Costumed Wake Forest students will offer a safe alternative to trick-or-treating through city streets for nearly 1,500 Forsyth County children Wednesday, Oct. 30. Project Pumpkin, a Halloween event started in 1989, will be held from 3:30 to 6:30 p.m. in front of Wait Chapel and in residence halls nearby. A haunted house, carnival games, face-painting and other fun Halloween activities are planned.
Denominational ties are weakening for religious Americans, says Bill J. Leonard, dean of Wake Forest’s new divinity school. But that doesn’t mean denominations are dead, he says. “My guess is that they will survive after some significant reorientation.” Leonard will be one of three nationally-known religion experts leading a statewide program for clergy Tuesday, Oct. 29, at Benson University Center, Room 401. The seminar, “If Jesus Tarries…Profiling American Religion Toward a New Millennium,” will explore new trends in American religion and how clergy can adapt to the changes. The program also features Charles A. Kimball, Wake Forest’s religion department chair, and Nancy Tatom Ammerman, professor of religion at Hartford Seminary.

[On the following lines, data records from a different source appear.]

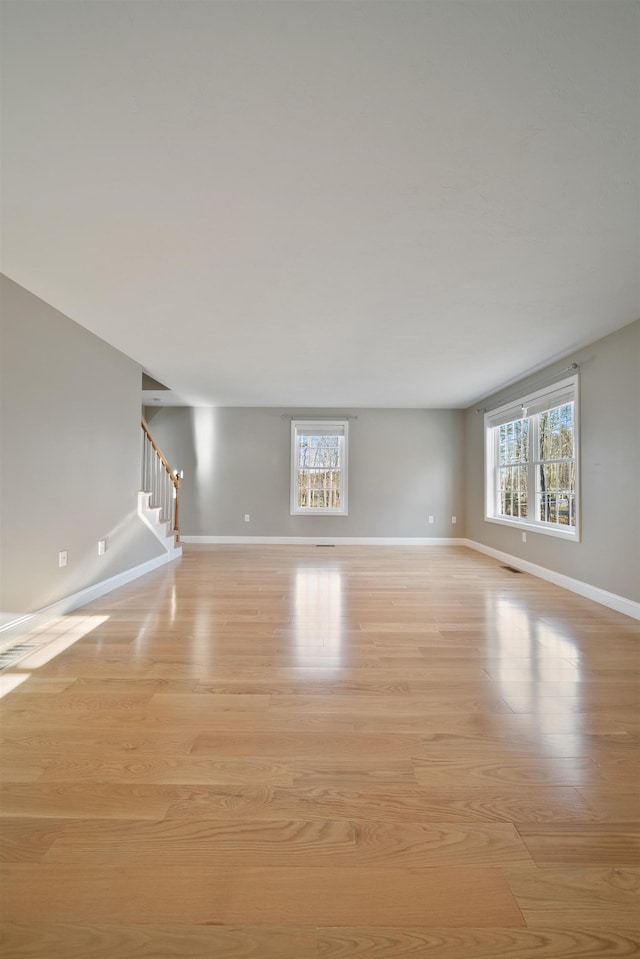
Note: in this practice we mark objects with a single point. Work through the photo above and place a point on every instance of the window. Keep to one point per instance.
(532, 461)
(319, 467)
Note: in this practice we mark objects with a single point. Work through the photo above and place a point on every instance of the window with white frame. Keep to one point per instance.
(532, 461)
(319, 467)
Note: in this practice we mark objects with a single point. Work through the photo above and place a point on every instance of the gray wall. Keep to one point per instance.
(608, 555)
(70, 447)
(403, 465)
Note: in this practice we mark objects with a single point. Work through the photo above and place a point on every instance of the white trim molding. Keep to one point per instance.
(23, 625)
(612, 600)
(327, 540)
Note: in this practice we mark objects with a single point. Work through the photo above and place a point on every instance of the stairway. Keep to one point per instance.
(151, 516)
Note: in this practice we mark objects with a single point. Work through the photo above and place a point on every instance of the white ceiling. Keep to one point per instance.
(314, 203)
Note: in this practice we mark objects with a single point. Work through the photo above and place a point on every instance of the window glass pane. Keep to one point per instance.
(318, 469)
(513, 442)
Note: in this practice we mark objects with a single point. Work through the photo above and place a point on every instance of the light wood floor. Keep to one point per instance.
(317, 753)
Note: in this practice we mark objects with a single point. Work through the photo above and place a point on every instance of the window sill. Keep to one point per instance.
(572, 535)
(316, 511)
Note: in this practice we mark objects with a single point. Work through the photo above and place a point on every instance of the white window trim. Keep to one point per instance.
(563, 391)
(332, 427)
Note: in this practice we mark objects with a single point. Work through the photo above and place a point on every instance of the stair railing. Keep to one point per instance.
(161, 481)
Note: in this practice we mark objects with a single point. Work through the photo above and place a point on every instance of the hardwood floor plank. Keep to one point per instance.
(417, 844)
(107, 940)
(591, 845)
(238, 843)
(106, 800)
(577, 896)
(547, 943)
(323, 896)
(388, 802)
(517, 771)
(611, 804)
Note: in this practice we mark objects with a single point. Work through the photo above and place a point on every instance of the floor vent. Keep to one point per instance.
(14, 653)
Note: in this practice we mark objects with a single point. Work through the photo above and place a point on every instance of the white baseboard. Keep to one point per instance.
(620, 603)
(325, 540)
(22, 625)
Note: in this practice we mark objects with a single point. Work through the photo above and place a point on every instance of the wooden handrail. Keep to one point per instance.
(174, 479)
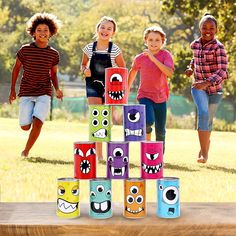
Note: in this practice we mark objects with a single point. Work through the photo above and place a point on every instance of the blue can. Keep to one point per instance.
(168, 197)
(100, 198)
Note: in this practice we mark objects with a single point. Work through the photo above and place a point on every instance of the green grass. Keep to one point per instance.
(35, 179)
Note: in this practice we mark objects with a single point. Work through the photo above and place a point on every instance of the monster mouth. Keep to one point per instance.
(101, 133)
(118, 171)
(66, 207)
(136, 132)
(85, 166)
(134, 212)
(116, 95)
(101, 207)
(151, 169)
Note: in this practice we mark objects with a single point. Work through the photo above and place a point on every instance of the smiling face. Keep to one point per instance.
(154, 41)
(68, 198)
(105, 30)
(42, 34)
(208, 30)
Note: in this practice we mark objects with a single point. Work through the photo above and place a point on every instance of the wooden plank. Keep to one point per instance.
(40, 219)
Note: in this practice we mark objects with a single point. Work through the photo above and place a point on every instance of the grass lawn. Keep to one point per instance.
(35, 179)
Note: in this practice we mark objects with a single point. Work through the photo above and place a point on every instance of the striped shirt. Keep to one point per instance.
(115, 51)
(37, 63)
(209, 63)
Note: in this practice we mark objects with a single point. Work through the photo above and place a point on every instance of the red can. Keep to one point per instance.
(116, 85)
(84, 160)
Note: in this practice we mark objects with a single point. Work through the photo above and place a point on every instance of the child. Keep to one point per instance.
(97, 56)
(209, 65)
(39, 62)
(155, 65)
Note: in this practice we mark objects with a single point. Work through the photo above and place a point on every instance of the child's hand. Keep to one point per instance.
(59, 94)
(12, 96)
(188, 72)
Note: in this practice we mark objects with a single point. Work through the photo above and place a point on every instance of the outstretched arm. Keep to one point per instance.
(14, 77)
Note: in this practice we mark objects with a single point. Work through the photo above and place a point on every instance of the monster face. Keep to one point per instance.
(134, 123)
(100, 198)
(134, 198)
(168, 197)
(116, 85)
(118, 160)
(84, 160)
(151, 160)
(100, 123)
(68, 198)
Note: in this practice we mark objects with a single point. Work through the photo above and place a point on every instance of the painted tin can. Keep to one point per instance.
(100, 198)
(168, 197)
(134, 198)
(84, 160)
(134, 123)
(116, 85)
(99, 123)
(118, 160)
(152, 160)
(68, 198)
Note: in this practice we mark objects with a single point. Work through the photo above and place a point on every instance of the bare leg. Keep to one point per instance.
(33, 136)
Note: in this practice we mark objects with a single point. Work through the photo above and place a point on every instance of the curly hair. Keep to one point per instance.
(43, 18)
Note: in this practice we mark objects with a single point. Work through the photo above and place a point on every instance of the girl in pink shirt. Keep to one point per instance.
(155, 64)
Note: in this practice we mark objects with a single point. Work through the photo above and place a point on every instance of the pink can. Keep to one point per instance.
(116, 85)
(152, 160)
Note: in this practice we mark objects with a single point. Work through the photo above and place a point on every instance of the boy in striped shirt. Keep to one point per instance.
(39, 62)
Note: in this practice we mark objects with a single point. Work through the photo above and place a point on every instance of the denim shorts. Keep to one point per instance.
(30, 107)
(206, 107)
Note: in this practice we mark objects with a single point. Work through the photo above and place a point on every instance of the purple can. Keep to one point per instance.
(118, 160)
(134, 123)
(152, 160)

While the Christian Coalition may not have made many headlines after the Republican National Convention, expect them to play a major role come November, says Charles A. Kimball, chair of the religion department. With more than 30 million voter guides distributed and a strong grassroots organization, Kimball says that the coalition is likely to build on electoral successes in 1992 and 1994, particularly at the local level. “They are an increasingly well-organized force in the political process,” he says, “and I expect there will be a lot of eye-popping results come November. The lower the turnout, the bigger their effect because they’re going to vote.”
With declining inflation and unemployment rates, voters are likely to re-elect Bill Clinton, according to Jac C. Heckelman, an assistant economics professor. Voters don’t want to “rock the boat” when things are going well, he says. In previous elections, Jimmy Carter entered the presidency during a time of economic growth, but lost his re-election campaign because the economy was sagging. In contrast, Reagan secured a second term by turning the economy around.